In 1873, Lockwood was more or less an alumna of the Law Center. Officially, she had been denied admission to what was then GW’s Columbian College of Law on the grounds that her presence would distract the other students—all male—from their studies. She was admitted in 1871 to the National University Law School, which later merged with Columbian to become the National Law Center.

For Lockwood, however, the completion of her legal studies did not make her a graduate: she was denied her diploma because her classmates had objected to being graduated with a woman. Without a diploma, she could not join the District of Columbia Bar. Lockwood took her case to the law school’s ex officio president, who was also U.S. President Ulysses Grant. With his intervention, she was able to get her diploma, although she was never permitted to participate in a graduation exercise.

Lockwood was admitted without incident to the D.C. bar, but she was denied admission to the Bar of United States Supreme Court in 1876. Her response was to lobby Congress for passage of a bill enabling women to appear before the high court and other federal courts. On March 3, 1879—now GW’s Belva Lockwood Day—she became the first woman to be admitted to practice before the U.S. Supreme Court.

Lockwood was denied admission to the Maryland bar, and later the U.S. Court of Claims. Lockwood next attempted to join the Virginia bar, with no luck. State statute provided that “any person” admitted to practice in the District of Columbia was also eligible to practice in Virginia. “Person,” the Virginia court had pronounced, means “male.” Lockwood challenged this strained interpretation of the law. Evidently unappreciative of Lockwood’s earlier legislative sleight-of-hand, the Supreme Court declined to overturn the Virginia decision. In re Lockwood, 154 US 116 (1894).

In 1880, Lockwood became the first woman lawyer to argue a case before the U. S. Supreme Court. In 1906, she achieved her greatest court victory in U.S. v. Cherokee Nation, 201 U.S. 101, in which she was able to secure $5 million in damages for the tribe as the result of a treaty breach by the federal government.

When not fighting her own court battles and those of her clients, Lockwood found time to run for public office—President of the United States.

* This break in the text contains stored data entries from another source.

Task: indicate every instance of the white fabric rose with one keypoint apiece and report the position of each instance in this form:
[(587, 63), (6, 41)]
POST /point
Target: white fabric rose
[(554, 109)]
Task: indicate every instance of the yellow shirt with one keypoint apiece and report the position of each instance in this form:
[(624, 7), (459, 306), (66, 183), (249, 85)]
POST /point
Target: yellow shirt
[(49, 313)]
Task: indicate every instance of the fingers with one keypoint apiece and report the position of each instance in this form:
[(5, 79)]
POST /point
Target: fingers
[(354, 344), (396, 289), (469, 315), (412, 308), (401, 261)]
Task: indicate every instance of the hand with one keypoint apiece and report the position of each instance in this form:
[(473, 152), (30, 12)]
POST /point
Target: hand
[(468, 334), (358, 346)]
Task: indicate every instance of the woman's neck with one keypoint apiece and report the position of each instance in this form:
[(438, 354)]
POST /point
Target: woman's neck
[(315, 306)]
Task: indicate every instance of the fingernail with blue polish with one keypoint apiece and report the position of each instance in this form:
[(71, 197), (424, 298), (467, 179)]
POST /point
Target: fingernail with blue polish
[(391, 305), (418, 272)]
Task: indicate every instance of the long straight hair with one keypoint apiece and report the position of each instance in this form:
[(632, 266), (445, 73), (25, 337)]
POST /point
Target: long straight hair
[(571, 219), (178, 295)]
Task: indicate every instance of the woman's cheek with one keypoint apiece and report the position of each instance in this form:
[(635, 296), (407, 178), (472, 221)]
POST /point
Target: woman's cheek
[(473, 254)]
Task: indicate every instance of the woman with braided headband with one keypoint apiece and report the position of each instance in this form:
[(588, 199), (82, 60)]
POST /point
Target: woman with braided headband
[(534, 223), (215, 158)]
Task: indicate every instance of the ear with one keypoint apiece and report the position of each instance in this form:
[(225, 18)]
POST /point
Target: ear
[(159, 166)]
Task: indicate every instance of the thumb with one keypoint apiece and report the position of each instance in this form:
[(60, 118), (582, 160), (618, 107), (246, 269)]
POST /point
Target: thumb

Women did not yet have the right to vote, and her campaigns in 1884  and 1888 promoted the franchise for every American. In her first campaign, she netted more than 4,000 votes, all from male voters.

“Equal rights” was the keystone of Lockwood’s career. In 1880, she sponsored the first southern Black man to be admitted to practice before the Supreme Court. She was active in the period’s peace movement as a member of the Nominating Committee for the Nobel Peace Prize and the executive committee of the Universal Peace Union.

Lockwood would be gratified to see today the number of women in American law school classrooms (now regularly at 50% of the student population or above) and appearing before and serving on state and federal court benches. As members of the modern bar, we can all be grateful for the vision and courage of this pioneer who prodded a reluctant justice system a little closer to justice.

My hobbies have never including stamp collecting. But I did go back to the post office for several sheets of the small, stern faces that are a tribute to Belva Lockwood. I gave away every stamp, one by one, to women I knew who entered law school, until I have only this single reminder of this singular person.